Só um tal exercício, tão exigente e falível, é que permite que os professores possam contribuir para que a relação dos estudantes com o conhecimento culturalmente validado se afirme como uma relação culturalmente significativa. Neste caso não basta o domínio, por parte dos docentes, dos conceitos e dos procedimentos que este pretende que os alunos aprendam. Um tal domínio poderá garantir, apenas, que o professor sabe responder às questões e resolver os exercícios com os quais confronta os alunos. Sendo isto necessário, não é, contudo, suficiente, dado que uma tal relação com o conhecimento nem sempre lhe permite compreender as dificuldades dos alunos ou encontrar outros exemplos e adotar novas estratégias mais consequentes e úteis para estimular as aprendizagens dos estudantes. Daí que um professor, ao nível das reflexões curriculares e pedagógicas que produz para tomar decisões, tenha de ser capaz de refletir epistemologicamente sobre os desafios culturais que propõe aos seus alunos. É que é a reflexão epistemológica que permite identificar os problemas, as exigências e as preocupações das diferentes disciplinas ou áreas de saber, em funções dos quais se define a pertinência dos desafios curriculares que orientam o trabalho educativo nos diversos ciclos de escolaridade, no momento em que permite identificar as tensões epistemológicas e concetuais que se viveram e vivem no seio das diferentes áreas de saber, as dificuldades, as soluções, os consensos e os conceitos integradores que as caraterizam. É a reflexão epistemológica, também, que permite identificar, ainda, as racionalidades e os procedimentos heurísticos que permitiram ir construindo as respostas face àqueles problemas, desafios e preocupações, os quais lhes permitam responder às seguintes questões: (i) Como é que nas áreas de saber X ou Y se raciocina, se infere ou se generaliza? (ii) Que instrumentos se utilizam para lermos, interpretarmos e interpelarmos a realidade que se estuda? (iii) Como se age?
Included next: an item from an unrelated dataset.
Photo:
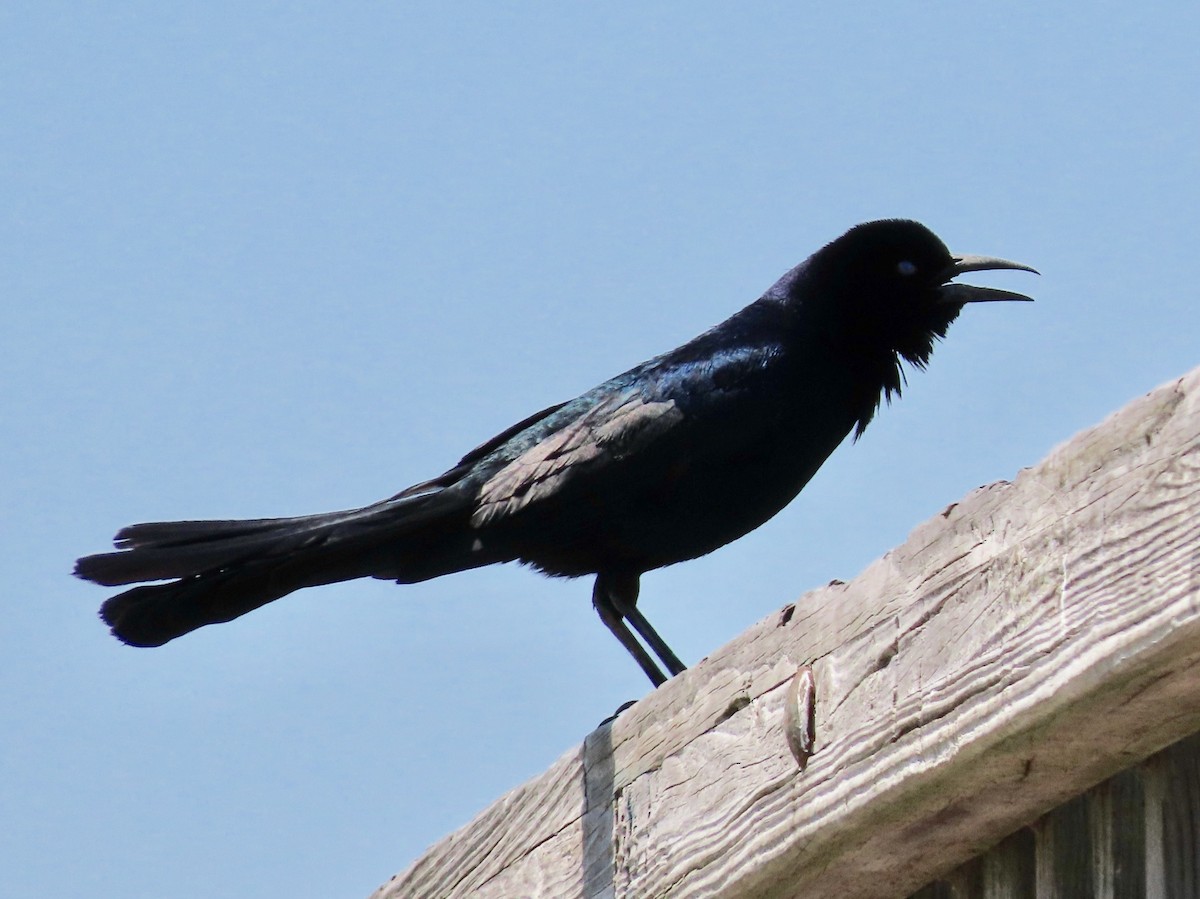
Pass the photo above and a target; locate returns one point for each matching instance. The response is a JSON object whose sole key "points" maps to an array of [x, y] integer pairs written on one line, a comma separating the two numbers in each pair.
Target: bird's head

Nos próximos textos, será este o objeto dos mesmos, sabendo que estamos perante uma reflexão cujo padrão não pode continuar a ser um padrão generalista. O que proponho nesses textos é, sobretudo, uma reflexão epistemologicamente mais ampla em domínios como os das Artes, Biologia, Desenvolvimento Sustentável, Física, Geografia, História, Leitura, Literatura, Matemática, Química ou Sociologia.
Trata-se do único exercício que alguém como eu pode fazer, dado que um trabalho mais aprofundado só poderá ser concretizado por quem seja um especialista em cada uma daquelas áreas. Daí que os próximos textos correspondam, também, a um apelo para que no campo dos Estudos Curriculares a reflexão epistemológica possa assumir uma maior centralidade e pertinência.
Referências bibliográficas
Biesta, Gerd (2012). Giving teaching back to education: Responding to the disappearance of the teacher. Phenomenology and Practice, 6 (2), 35-49.
Trindade, Rui; Cosme, Ariana (2024). Escola e Conhecimento: O vínculo indissociável. Porto: Porto Editora.